Sharing kinship with watercress and mustard, garden cress is relished for its tangy, spicy taste and aroma. From a medicinal standpoint, this native of Egypt and the Middle East provides a treasure trove of natural cures through the creative uses of its seeds, leaves and roots. Over the centuries garden cress took root in many foreign soils, carried by travelers who appreciated its peppery flavor and healing abilities.
What does it do?
Eaten as a green vegetable in spring salads, garden cress doubles as a source for home-made mustard, made from its tiny seeds. Coming to the table with an appreciable amount of vitamins A, C and E, along with calcium, iron and folic acid, garden cress gives the body what it needs to prevent a number of deficiency diseases. A boon for newly born babies, garden cress stimulates the production of breast milk. Crushed and mixed with hot water, this green medicine quells colic in the small child. Mentioned often in India’s ancient ayurvedic medical texts, garden cress is considered to be the most commonly used herb for household remedies. A paste made from the seeds brought relief to arthritic joints many centuries ago. Garden cress tea stimulates appetite, aids digestion, relieves lower back pain and stands ready to assist new mothers who need a natural mood elevator during the postpartum period; fully 80% of new moms suffer some degree of the “blues” following childbirth.
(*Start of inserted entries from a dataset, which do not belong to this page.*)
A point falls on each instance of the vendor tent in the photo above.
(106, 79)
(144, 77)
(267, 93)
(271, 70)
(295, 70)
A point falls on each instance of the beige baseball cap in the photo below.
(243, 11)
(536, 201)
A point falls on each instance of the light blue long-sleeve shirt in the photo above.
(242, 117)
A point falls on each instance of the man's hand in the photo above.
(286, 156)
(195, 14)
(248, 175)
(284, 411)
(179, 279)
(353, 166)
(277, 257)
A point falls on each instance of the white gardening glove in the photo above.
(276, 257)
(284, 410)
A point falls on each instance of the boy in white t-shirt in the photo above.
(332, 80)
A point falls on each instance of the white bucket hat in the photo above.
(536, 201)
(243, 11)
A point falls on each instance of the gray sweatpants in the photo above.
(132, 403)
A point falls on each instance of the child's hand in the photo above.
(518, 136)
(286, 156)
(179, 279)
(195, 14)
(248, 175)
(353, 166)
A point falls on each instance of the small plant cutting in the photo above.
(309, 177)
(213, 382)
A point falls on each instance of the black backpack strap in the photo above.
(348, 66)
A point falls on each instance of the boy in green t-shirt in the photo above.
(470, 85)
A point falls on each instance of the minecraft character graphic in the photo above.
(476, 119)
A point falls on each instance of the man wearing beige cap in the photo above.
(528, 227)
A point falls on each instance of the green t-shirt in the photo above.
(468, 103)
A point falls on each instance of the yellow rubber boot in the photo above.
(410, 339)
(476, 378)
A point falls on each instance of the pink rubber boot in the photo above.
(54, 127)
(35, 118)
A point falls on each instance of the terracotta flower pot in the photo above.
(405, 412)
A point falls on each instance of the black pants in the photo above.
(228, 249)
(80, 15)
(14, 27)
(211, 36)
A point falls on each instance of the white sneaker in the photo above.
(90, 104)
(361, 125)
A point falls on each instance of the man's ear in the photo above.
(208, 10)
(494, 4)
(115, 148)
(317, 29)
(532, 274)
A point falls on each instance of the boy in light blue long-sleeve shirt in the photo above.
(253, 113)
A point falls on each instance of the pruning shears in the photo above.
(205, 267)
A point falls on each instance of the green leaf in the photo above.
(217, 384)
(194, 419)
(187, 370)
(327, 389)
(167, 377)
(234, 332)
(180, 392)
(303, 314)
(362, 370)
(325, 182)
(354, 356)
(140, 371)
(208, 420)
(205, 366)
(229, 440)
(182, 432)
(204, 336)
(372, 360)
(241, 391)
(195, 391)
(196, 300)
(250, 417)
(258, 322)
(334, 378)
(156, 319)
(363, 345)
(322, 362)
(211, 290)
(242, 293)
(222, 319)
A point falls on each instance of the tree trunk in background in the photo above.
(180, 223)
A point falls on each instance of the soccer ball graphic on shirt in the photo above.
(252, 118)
A cold infusion of garden cress seeds is sipped slowly to address persistent cases of the hiccups.
About the herb
This erect annual stands between 6 and 18 inches high, drawing the hiker’s gaze downward by showing off its dainty pinkish-white flowers that bloom between June and August. The fruits are small pods, each containing a pair of reddish-brown seeds that become slimy when soaked in water.
Grow garden cress year round in your windowsill pots to enjoy the nutritional benefits of fresh produce. The seeds sprout in two to four days. Harvest the sprouts when they are as wide as a slice of bread, and make them part of your daily sandwich or salad. Note: use garden cress in moderation during pregnancy.